Выбрав момент, когда в гостиной дворца, где великая княгиня принимала поздравления, остался лишь Елагин, канцлер выразительно глянул на Екатерину Алексеевну и негромко проговорил:
– Кроме искренних поздравлений, у меня к вам и некоторые пожелания на будущее. С вашего позволения хотелось бы их изложить.
– Ваше сиятельство умеет предсказывать судьбу? – кокетливо глянула на него великая княгиня, обмахиваясь небольшим кружевным веером, подарком государыни.
– С вашего позволения, Алексей Петрович может не только судьбу предсказать, но знает, как ее изменить можно, – вступил в разговор Елагин, который поначалу хотел уйти, но великая княгиня незаметно подала ему знак остаться.

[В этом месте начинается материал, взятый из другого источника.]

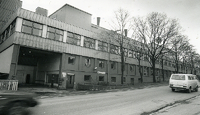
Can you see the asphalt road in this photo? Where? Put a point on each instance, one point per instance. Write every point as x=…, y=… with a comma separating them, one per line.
x=131, y=102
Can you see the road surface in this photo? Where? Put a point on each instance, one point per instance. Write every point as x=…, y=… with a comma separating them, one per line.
x=131, y=102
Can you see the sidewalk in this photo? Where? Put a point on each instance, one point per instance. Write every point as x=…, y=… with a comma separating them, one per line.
x=46, y=92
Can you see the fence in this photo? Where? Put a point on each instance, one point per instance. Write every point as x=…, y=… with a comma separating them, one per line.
x=99, y=87
x=8, y=84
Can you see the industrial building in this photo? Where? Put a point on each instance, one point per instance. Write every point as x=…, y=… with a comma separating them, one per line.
x=63, y=47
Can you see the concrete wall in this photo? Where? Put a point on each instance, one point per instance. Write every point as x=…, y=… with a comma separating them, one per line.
x=73, y=16
x=5, y=60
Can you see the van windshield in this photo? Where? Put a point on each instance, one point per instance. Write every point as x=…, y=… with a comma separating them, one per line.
x=178, y=77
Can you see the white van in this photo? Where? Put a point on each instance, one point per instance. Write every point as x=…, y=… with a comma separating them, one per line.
x=186, y=82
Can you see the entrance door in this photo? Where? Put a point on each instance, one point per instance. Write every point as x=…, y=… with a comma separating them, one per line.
x=70, y=81
x=132, y=81
x=28, y=77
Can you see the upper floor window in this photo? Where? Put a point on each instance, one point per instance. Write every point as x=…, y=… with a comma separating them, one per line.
x=102, y=46
x=8, y=32
x=113, y=65
x=12, y=27
x=1, y=38
x=130, y=53
x=101, y=78
x=71, y=59
x=114, y=49
x=55, y=34
x=113, y=79
x=101, y=64
x=89, y=43
x=87, y=62
x=124, y=79
x=145, y=72
x=125, y=52
x=33, y=28
x=73, y=38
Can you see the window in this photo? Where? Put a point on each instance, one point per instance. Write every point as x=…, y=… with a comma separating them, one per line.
x=31, y=28
x=55, y=34
x=8, y=32
x=87, y=77
x=132, y=67
x=146, y=58
x=73, y=38
x=130, y=53
x=71, y=59
x=87, y=62
x=102, y=46
x=12, y=27
x=101, y=64
x=125, y=52
x=114, y=49
x=145, y=71
x=178, y=77
x=124, y=79
x=53, y=77
x=113, y=65
x=113, y=79
x=89, y=43
x=101, y=78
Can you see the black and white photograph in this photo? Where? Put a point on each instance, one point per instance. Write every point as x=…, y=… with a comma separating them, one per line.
x=99, y=57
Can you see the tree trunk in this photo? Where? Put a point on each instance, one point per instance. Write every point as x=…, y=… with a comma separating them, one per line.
x=163, y=71
x=141, y=73
x=153, y=67
x=122, y=65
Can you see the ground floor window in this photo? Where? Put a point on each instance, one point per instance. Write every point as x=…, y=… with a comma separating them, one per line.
x=113, y=79
x=52, y=78
x=124, y=79
x=87, y=77
x=101, y=78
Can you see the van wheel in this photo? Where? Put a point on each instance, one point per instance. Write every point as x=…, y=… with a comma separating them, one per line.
x=189, y=90
x=196, y=89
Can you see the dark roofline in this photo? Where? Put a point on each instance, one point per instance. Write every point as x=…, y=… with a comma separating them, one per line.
x=72, y=7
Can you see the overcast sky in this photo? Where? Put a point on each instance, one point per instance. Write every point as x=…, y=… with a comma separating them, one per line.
x=186, y=11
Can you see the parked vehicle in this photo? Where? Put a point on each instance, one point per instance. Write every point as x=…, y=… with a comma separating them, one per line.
x=188, y=82
x=16, y=103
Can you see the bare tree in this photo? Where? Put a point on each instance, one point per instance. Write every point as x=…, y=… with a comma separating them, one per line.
x=119, y=26
x=156, y=32
x=180, y=46
x=117, y=36
x=139, y=55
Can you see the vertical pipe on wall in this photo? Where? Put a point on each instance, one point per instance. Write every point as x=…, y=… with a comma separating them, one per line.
x=18, y=26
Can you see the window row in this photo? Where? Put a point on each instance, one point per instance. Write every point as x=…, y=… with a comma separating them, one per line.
x=102, y=78
x=101, y=63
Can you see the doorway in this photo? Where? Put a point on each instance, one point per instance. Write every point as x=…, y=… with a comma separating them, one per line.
x=70, y=81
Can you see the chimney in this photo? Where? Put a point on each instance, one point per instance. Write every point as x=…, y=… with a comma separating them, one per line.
x=98, y=20
x=125, y=30
x=41, y=11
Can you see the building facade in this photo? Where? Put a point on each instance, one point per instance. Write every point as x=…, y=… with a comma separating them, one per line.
x=65, y=48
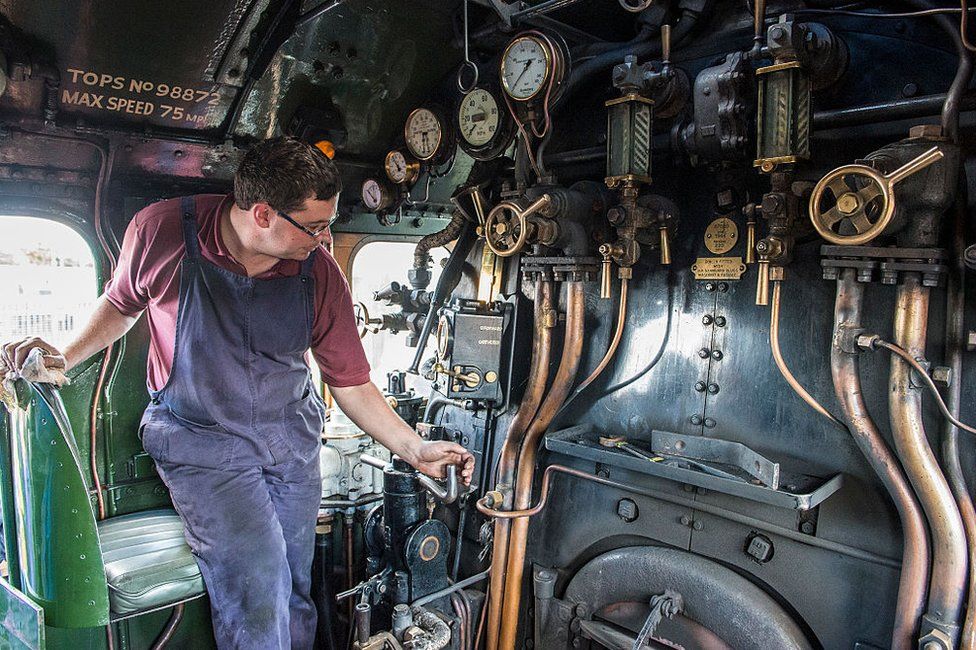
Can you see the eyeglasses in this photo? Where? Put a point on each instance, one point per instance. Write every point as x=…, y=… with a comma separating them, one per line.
x=314, y=234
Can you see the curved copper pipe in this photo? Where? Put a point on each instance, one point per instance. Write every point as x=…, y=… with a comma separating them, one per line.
x=534, y=390
x=561, y=386
x=614, y=344
x=949, y=551
x=844, y=368
x=781, y=363
x=955, y=328
x=167, y=634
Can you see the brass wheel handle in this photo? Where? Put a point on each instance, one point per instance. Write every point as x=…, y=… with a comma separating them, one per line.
x=496, y=226
x=363, y=323
x=851, y=205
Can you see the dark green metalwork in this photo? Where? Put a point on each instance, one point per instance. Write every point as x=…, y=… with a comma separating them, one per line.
x=62, y=571
x=22, y=620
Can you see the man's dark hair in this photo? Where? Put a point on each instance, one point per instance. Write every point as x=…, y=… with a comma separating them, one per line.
x=284, y=173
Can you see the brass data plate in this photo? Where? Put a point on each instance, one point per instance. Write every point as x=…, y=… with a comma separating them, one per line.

Бестужев чувствовал себя несколько стесненным вести конфиденциальный разговор при постороннем для него человеке, но тем не менее решил его не откладывать, поскольку неизвестно, когда еще могла представиться такая возможность.
Заметив это, Екатерина Алексеевна успокоила его:
– Пусть Иван Перфильевич будет при нас. Несмотря на ваш возраст, мне не совсем ловко оставаться наедине с мужчиной. К тому же в лице его, – она кивнула в сторону Елагина, – мы имеем преданного человека, которых у нас не столь много.

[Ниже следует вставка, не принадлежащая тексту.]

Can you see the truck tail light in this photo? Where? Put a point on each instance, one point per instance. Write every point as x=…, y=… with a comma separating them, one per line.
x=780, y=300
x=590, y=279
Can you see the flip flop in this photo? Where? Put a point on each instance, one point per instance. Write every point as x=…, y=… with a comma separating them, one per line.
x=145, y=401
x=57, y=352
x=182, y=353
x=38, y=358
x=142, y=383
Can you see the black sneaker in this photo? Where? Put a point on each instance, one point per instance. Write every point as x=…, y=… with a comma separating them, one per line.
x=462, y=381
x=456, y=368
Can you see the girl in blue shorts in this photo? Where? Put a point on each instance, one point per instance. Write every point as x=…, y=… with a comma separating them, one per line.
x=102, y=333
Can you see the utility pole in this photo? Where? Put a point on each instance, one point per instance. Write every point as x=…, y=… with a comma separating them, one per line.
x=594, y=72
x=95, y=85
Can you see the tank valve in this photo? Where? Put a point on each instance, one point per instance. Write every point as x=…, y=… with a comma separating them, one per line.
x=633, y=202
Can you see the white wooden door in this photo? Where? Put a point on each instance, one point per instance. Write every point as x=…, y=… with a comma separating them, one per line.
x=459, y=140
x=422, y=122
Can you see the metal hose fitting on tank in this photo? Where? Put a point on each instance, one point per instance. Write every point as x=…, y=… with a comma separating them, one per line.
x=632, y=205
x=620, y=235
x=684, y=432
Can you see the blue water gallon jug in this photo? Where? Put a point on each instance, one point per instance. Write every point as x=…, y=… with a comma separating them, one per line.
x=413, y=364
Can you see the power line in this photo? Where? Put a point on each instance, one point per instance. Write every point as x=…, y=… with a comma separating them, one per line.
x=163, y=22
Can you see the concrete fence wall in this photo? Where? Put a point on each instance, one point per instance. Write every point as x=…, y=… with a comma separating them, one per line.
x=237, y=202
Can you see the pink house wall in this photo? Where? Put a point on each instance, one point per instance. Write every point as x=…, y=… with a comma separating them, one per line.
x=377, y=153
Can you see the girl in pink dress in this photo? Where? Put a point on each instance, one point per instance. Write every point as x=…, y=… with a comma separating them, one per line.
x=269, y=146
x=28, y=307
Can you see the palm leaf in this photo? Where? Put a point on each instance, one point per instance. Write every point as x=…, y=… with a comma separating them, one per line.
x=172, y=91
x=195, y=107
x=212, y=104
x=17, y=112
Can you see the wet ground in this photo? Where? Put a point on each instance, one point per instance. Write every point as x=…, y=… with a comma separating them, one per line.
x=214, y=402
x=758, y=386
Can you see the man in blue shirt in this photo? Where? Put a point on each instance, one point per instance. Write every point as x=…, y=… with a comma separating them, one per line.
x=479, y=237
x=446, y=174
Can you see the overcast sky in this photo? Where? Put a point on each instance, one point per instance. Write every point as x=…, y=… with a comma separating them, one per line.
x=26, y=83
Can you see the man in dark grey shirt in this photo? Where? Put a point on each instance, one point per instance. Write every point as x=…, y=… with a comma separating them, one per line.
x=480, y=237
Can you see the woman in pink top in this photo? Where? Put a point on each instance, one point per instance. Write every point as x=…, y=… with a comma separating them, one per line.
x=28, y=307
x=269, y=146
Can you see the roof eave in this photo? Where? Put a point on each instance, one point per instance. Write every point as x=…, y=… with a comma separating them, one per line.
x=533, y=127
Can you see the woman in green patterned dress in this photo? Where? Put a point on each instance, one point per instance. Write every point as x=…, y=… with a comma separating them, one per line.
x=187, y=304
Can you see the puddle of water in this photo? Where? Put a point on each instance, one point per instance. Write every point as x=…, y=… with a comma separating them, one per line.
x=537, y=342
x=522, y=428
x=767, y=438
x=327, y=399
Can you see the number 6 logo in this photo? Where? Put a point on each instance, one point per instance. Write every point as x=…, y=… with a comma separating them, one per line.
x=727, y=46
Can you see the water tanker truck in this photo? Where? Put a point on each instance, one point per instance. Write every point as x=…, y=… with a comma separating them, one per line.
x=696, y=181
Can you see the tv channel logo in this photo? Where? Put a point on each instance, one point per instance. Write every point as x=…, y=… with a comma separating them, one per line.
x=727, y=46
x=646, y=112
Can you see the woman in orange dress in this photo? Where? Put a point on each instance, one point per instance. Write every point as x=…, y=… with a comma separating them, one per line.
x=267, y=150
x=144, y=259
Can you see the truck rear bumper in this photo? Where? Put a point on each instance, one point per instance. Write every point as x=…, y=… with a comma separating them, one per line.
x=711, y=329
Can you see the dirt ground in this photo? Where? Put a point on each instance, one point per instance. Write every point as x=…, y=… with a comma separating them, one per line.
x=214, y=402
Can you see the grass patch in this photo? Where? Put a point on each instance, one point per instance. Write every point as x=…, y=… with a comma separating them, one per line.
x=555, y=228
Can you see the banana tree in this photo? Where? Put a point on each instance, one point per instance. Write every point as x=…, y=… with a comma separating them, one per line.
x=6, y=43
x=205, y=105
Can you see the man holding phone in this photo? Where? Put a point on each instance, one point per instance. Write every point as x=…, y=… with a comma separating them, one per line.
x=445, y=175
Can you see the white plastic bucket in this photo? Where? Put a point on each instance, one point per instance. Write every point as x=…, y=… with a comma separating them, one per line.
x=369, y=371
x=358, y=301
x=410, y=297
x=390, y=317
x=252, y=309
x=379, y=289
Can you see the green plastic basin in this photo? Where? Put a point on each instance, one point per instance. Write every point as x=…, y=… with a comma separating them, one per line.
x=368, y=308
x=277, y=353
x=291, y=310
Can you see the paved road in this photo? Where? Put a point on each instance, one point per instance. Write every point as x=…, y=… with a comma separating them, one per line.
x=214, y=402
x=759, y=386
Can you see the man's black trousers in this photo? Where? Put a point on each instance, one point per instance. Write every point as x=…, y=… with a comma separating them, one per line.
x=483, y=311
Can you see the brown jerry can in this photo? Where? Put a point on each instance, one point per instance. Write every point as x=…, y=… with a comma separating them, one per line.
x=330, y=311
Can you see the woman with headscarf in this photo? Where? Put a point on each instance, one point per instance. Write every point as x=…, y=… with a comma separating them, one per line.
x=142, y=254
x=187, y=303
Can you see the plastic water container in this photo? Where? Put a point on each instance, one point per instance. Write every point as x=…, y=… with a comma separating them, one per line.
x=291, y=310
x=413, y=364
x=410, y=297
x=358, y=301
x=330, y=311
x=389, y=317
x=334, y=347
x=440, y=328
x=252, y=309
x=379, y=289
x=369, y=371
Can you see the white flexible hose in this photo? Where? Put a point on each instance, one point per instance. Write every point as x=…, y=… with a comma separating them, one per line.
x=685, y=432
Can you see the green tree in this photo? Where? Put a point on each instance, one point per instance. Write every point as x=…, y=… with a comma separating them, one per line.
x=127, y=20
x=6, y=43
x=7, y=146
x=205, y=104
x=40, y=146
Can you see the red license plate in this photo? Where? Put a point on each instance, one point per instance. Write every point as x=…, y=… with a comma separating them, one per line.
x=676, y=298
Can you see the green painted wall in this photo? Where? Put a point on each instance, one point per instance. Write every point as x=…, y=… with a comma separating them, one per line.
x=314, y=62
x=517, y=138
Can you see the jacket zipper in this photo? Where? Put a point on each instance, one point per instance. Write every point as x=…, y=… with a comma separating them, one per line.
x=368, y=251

– Весьма польщен, – тут же ответил низким поклоном Елагин, – но если их сиятельство пожелает, то я…
– Оставайтесь, оставайтесь, молодой человек! – поборов внутреннее несогласие, заявил канцлер. – Мне достаточно слова их высочества. Может, оно и к лучшему, что вы будете присутствовать при нашем разговоре, который и до вас касателен.
– Честно скажу, что я заинтригована таковым началом, – четко выговаривая каждое слово, но не совсем верно делая ударения, что свойственно каждому иностранцу, не так давно овладевшему русским произношением, поддержала разговор Екатерина Алексеевна.
– Вы изволили заговорить о нашем будущем. Я всего лишь жена наследника престола, мать его детей, а потому мое будущее полностью зависит от положения великого князя. Правильно я выразилась?
– Точнее не скажешь, – чуть кивнул в ее сторону Бестужев и, сделав несколько шагов по комнате, остановился возле большого напольного глобуса, чуть крутанул его. – Ваш супруг рано или поздно унаследует престол, и в том нет никаких сомнений. Но, – канцлер сделал значительную паузу, – насколько мне известно, их высочество отнюдь не в восторге от той политики, которую я имею честь проводить последние годы в жизнь…
– Мягко сказано, ваше сиятельство, – захохотал Елагин. – Там не то что восторгов, а даже малейшего намека на понимание, как вы изволили выразиться, проводимой вами политики нет. Не вы ли не так давно предложили Датскому королевству обменять любимую Петром Федоровичем Голштинию на датские Ольденбург и Дельменгорст?